Siyasetçiler, gazeteciler susturuluyor
Ancak bu umutların, Cumhurbaşkanı Tayyip Erdoğan’ın artan siyasi baskı politikaları nedeniyle tehlike altında olduğunu ifade eden Andreas Schieder, İstanbul Büyükşehir Belediye Başkanı Ekrem İmamoğlu’nun siyasi gerekçelerle yüz günü aşkın süredir cezaevinde tutulduğunu hatırlattı. Muhalif siyasetçilerin ve gazetecilerin sistematik biçimde susturulduğuna dikkat çekti.
Hukukun üstünlüğüne ihtiyaç var
Andreas Schieder, barış sürecinin Erdoğan tarafından kişisel siyasi hedefleri doğrultusunda kullanılabileceği yönündeki kaygılarını da dile getirerek şu ifadeleri kullandı: “Bu süreç, gerçek bir uzlaşma iradesiyle değil; Erdoğan’ın 2028’de üçüncü kez cumhurbaşkanı adayı olabilmesini sağlayacak bir anayasa değişikliği için taktiksel bir manevra olarak görülüyor. Oysa Türkiye’nin ihtiyacı olan şey, yeni bir güç oyunu değil; demokratik değerlere, hukukun üstünlüğüne ve Kürt halkına yönelik samimi bir açılımdır.”
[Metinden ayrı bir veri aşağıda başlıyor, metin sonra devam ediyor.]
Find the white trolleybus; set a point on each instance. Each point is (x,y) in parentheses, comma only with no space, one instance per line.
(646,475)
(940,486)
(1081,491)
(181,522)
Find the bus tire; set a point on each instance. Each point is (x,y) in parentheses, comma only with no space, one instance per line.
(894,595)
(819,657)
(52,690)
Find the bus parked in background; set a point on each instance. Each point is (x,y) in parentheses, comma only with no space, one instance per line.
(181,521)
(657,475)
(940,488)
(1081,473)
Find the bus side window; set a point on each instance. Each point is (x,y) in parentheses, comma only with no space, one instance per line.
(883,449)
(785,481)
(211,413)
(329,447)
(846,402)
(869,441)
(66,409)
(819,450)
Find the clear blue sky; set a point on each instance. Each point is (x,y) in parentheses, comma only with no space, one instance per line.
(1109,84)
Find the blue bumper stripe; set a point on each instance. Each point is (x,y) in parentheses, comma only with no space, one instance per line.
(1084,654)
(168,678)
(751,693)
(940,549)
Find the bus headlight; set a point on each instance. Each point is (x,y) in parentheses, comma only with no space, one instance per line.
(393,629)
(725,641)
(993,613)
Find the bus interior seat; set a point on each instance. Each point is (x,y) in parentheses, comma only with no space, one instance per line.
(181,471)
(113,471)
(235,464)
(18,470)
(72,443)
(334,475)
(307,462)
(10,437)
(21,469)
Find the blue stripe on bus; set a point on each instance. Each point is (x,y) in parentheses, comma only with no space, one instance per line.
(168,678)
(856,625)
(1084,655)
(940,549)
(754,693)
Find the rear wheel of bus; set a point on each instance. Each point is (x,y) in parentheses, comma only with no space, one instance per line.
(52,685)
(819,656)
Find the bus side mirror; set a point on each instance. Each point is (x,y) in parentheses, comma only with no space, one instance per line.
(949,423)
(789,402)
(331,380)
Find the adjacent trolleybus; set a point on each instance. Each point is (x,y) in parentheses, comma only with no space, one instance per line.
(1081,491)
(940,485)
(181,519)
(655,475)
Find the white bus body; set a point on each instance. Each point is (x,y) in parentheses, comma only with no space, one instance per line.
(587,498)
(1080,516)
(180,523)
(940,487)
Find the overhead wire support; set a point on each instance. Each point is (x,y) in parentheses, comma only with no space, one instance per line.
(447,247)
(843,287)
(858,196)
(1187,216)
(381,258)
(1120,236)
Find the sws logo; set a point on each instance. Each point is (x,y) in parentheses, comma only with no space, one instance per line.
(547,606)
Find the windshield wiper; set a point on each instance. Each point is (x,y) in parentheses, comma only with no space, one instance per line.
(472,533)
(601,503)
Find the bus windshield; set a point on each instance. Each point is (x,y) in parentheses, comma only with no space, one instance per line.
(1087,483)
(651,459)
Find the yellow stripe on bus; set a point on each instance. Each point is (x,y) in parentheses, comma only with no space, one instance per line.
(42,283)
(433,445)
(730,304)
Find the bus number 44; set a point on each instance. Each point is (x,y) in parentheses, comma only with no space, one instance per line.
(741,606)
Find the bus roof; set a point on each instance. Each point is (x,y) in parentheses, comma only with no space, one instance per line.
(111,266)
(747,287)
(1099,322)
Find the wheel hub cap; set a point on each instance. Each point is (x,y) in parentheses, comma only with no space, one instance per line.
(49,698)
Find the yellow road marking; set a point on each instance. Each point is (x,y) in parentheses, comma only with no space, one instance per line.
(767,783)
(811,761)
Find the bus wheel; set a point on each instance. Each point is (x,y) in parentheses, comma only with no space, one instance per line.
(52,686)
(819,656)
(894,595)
Avrupa’ya çağrı: Seyirci kalmayın
Avrupa Birliği’nin de Türkiye’deki gelişmelere karşı daha kararlı bir tutum sergilemesi gerektiğini belirten Andreas Schieder, “Avrupa, artık Erdoğan’ın demokrasiyi adım adım yok etmesine seyirci kalmamalı. Avrupa Birliği, Türkiye’deki demokratik güçlerin arkasında açık şekilde durmalı, sivil toplumu güçlendirmeli ve net bir mesaj vermelidir. Baskıcı politikaları sürdüren bir Türkiye ne AB üyeliği açısından ne de güvenlik politikalarında güvenilir bir ortak olabilir” dedi.
‘Barışa bir şans ver’
Andreas Schieder, açıklamalarını “Barışa bir şans ver” başlığıyla kendi sanal medya hesaplarından da paylaştı. Özellikle bir gerillanın PKK bayrağı taşıdığı görselle birlikte yayımlanan bu mesaj, sanal medya kullanıcılarının dikkatini çekti ve Kürtler arasında geniş yankı buldu.